Been to my friends house this morning her kid is the same age as L and he is a little shit, I would never ever let L be so awful she just kept saying no no no over and over, if he is spiteful I really do tell him what he has done is wrong and remove him from situation, but her boy throws and hits and takes all the toys from L even if he just puts it down after, I know its toddler behaviour but she lets him get away with murder, what got me is he full on smacked L across the face, I saw red and told her to tell him off as it left a mark!
Then this afternoon my friends daughter came over who is over 2 and they played lovely, dancing together and sharing, I nearly canceled after bully boy this morning but im so glad I didnt!
DH away tonight I have bought a quorn lasagne for tea as I wanted pasta and could be bothered to make anything for me

DesperateHousewife21 · 18/01/2012 16:57

memphis I hate it when mums ignore obv bad behaviour by their dcs. It's like if they ignore it it never happened. Their kids will grow up thinking that behaviour is fine and that's where trouble starts. Did she tell him off when you said about it?

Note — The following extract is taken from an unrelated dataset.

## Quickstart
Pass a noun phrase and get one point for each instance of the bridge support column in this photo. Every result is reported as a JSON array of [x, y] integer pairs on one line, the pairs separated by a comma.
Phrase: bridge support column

EmsieRo · 18/01/2012 17:02

This reply has been deleted

Message withdrawn at poster's request.

memphis83 · 18/01/2012 17:03

Yes but she just stood in front of him and said nooooooo naaaaughty and then he shreiked at her and walked off, Its inevitable it happens with kidsw together but it happened over and over then a fuill on smack in the face. She said its because whatever he has his older sister takes it off him and I said she is old enough to know about sharing and if she didnt share with her brother I would personally punish her! (shes a brat I cant stand either!) I feel bad as we are the only 2 who meet up from our support group, she has no friends what so ever as she moved to this country to marry and she had to stop being friends with her closest friends to marry him (different religions) so she has no one but her kids are naughty

MyLifeIsStillChaotic · 18/01/2012 17:30

Hi EmsieRo! Welcome back! Good luck with catching up, we're a right bunch of gobshites so it'll take a while Wink

Chul I think when W is older (and won't fall out of a bed) he will have the option of sleeping in E's room if they want that, but still have their own rooms iyswim? But at the moment it would mean re-jigging the bedrooms/beds again if I was to put them in the same room. E would sleep through W's noise, but E wakes W up if he's up through the night. Like he did last night for example.

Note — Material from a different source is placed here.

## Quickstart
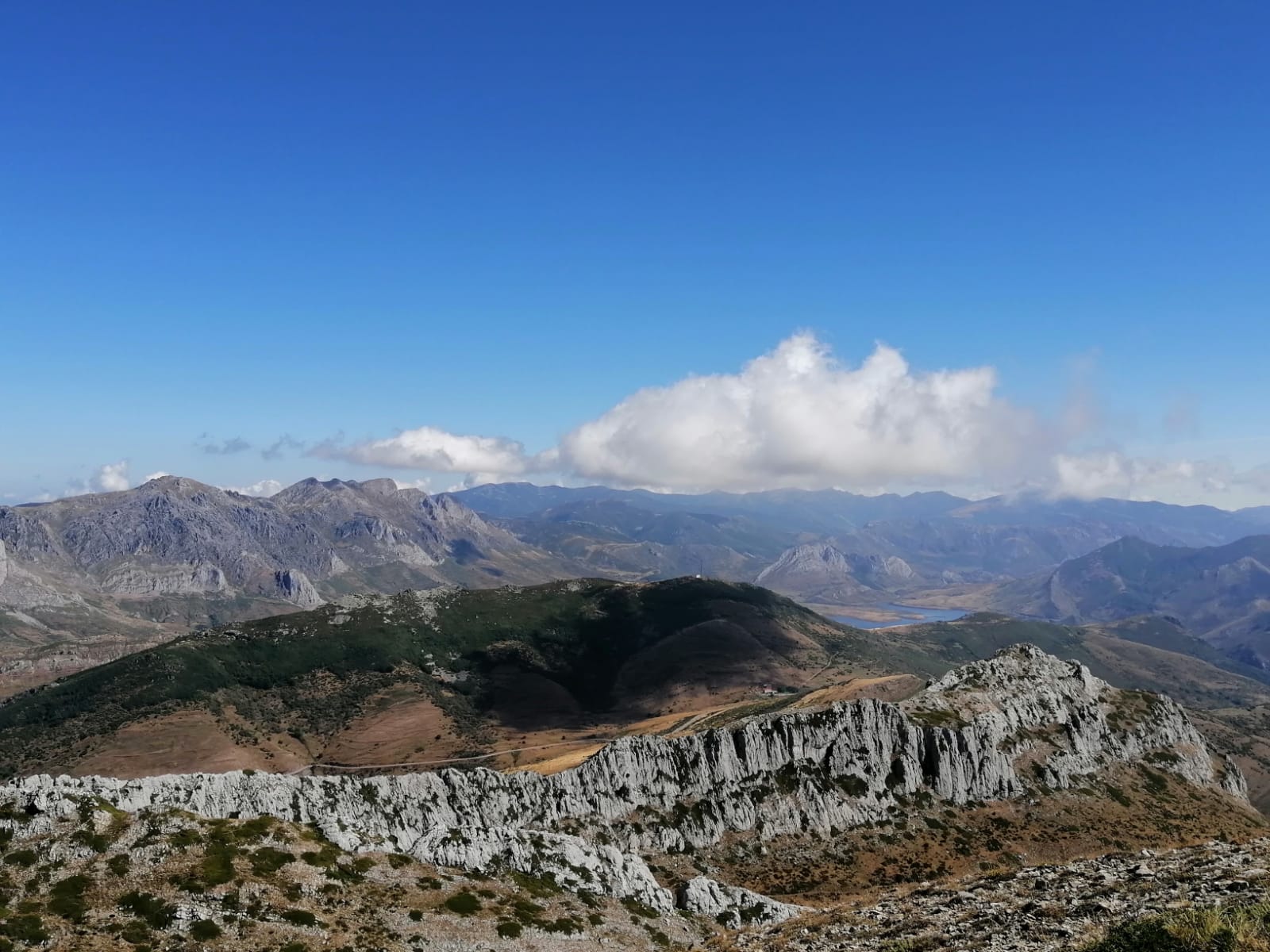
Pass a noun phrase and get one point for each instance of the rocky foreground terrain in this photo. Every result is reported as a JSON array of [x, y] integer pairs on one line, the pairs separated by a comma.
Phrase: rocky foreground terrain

Cake I don't do finances, I keep the kids' old stuff for craft project, I don't particularly care about how the house is decorated and I do enough in the house - DH can do/does the bloody DIY!

Totally agree with you chul on the 'regrets on your deathbed' thing. Who is ever going to regret choosing cleaning/sorting etc over time with your kids? I need to remind myself of that a bit more often I think Grin

DesperateHousewife21 · 18/01/2012 19:07

Hi Emsie! Welcome back, hope you are keeping well :)

memphis they do sound like bratty kids but it's upto her to parent them it's just a shame when it's your dcs involved.

memphis83 · 18/01/2012 19:54

Oh I know dh I didnt just tell her, she was asking advice, as she has no family here but IL's and they dont believe in dicipline she didnt know what to do, her 5 yo has to be fed by her as she wont feed herself, she is a true brat, the HV is still involved with her as she is so highly strung, two of the other women stopped meeting up because of her kids, I feel bad because I want to stop too, we are meeting at soft play next week, so wont be just the two of them in a room , L will be off climbing!

DesperateHousewife21 · 18/01/2012 20:37

She sounds like she's having quite a hard time. I think I would too if I had kids like that. Hope the soft play goes better.

D has been asleep for an hour so better than yesterday. Don't mine him waking up it's when it's at half 8/9 then I get hardly any eve to myself. Still I've managed to have sex and watch desperate housewives so I'm satisfied!